Wednesday, January 18, 2017

The Ocean of Non-attachment

I am at the ocean. Yes, in January.   I recommend it.  Divorced from laying in the sun or running in the waves there is an even clearer sense of the eternal majesty of the waves and their reminders of the eternal majesty of the Divine.

For me there are spiritual practices associated with the ocean.   One is the practice of non-attachment.   Buddhist monks have a practice of spending days painstakingly making beautiful Mandala designs out of different colored sands.   Then after their careful work is completed they ceremonially destroy the work.  This is a ritual expression of non-attachment and the impermanence of all things.

Long ago when my daughter was small we would come to this same place and we would enjoy making a sandcastle and then we would watch the tide come in and destroy it.   Later with her stepfather and her step brother we would build an even bigger one with an extensive moat system and we would race to complete it before the incoming tide would come for it.   We would play at defending it, and then finally stand back and watch its ultimate destruction.   A reminder that nothing man made is actually permanent or stands against the sands of time.  After my divorce, I came and built a sand castle just to watch it wash away, just to acknowledge the years of work I had put into the marriage and then to release it.  There is a funny kind of peace I cannot properly explain about knowing that in the end it all, everything we do, returns to the ocean.

There is another beach ritual that goes hand in hand with this.  It is the throwing of the rocks in the ocean.   Some year when I was full of angst and troubles I stood watching the crashing waves and the majesty of God.  I began to pick up rocks and name them for the troubles of my year, and then to “give them to God” by throwing them into the ocean.  I would do this till I could think of nothing more to throw in.  I would leave feeling lighter - emptied.  I value the practice so much I often recommend it to clients  to release  grief or anger.

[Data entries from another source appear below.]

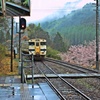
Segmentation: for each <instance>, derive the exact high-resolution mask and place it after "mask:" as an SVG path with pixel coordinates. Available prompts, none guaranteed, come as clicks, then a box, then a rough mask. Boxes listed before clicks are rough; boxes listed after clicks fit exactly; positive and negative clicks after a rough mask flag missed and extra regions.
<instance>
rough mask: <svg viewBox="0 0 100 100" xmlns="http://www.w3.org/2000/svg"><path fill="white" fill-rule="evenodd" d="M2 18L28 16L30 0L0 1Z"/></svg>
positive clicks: (4, 0)
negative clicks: (13, 16)
mask: <svg viewBox="0 0 100 100" xmlns="http://www.w3.org/2000/svg"><path fill="white" fill-rule="evenodd" d="M2 16H30V0H0V17H2Z"/></svg>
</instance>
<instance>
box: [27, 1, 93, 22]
mask: <svg viewBox="0 0 100 100" xmlns="http://www.w3.org/2000/svg"><path fill="white" fill-rule="evenodd" d="M90 2H95V1H94V0H30V4H31V5H30V6H31V16H29V17H25V18H26V19H27V22H28V23H29V22H34V21H39V20H41V19H43V18H45V17H47V16H49V15H52V14H54V13H56V12H57V11H58V10H62V9H63V10H64V6H65V4H66V3H70V6H69V7H68V8H67V9H65V10H66V11H67V12H68V11H69V12H70V11H71V10H76V9H79V8H82V7H83V6H84V5H85V4H86V3H90Z"/></svg>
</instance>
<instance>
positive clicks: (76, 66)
mask: <svg viewBox="0 0 100 100" xmlns="http://www.w3.org/2000/svg"><path fill="white" fill-rule="evenodd" d="M45 61H48V62H53V63H56V64H59V65H62V66H64V67H68V68H71V69H73V70H77V71H79V72H82V73H99V71H97V70H93V69H88V68H84V67H81V66H78V65H73V64H69V63H67V62H64V61H61V60H55V59H51V58H45Z"/></svg>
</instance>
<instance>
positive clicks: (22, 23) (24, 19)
mask: <svg viewBox="0 0 100 100" xmlns="http://www.w3.org/2000/svg"><path fill="white" fill-rule="evenodd" d="M25 28H26V19H25V18H20V29H25Z"/></svg>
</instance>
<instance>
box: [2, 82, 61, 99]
mask: <svg viewBox="0 0 100 100" xmlns="http://www.w3.org/2000/svg"><path fill="white" fill-rule="evenodd" d="M0 100H60V98H59V97H58V96H57V95H56V94H55V92H54V91H53V90H52V89H51V88H50V87H49V85H48V84H47V83H39V84H35V85H33V86H32V85H31V84H0Z"/></svg>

I remember one year I picked a particularly big rock to throw in to represent a whole ordeal I had gone through for more than a year.  I happened to throw it right as a gigantic wave came and even though I backed up to not get water in my shoes the wave brought that rock back and deposited at my feet!  I said:  “I understand God, I am not as done with that one as I wish.  I have not fully let it go.”   And sure enough during the next year, at moments I could feel that thing washing up at my feet again.    I’m happy that this year I am having a year where there is nothing I feel I need to throw in the ocean.  I think I have been learning to throw them into the eternal ocean all year long.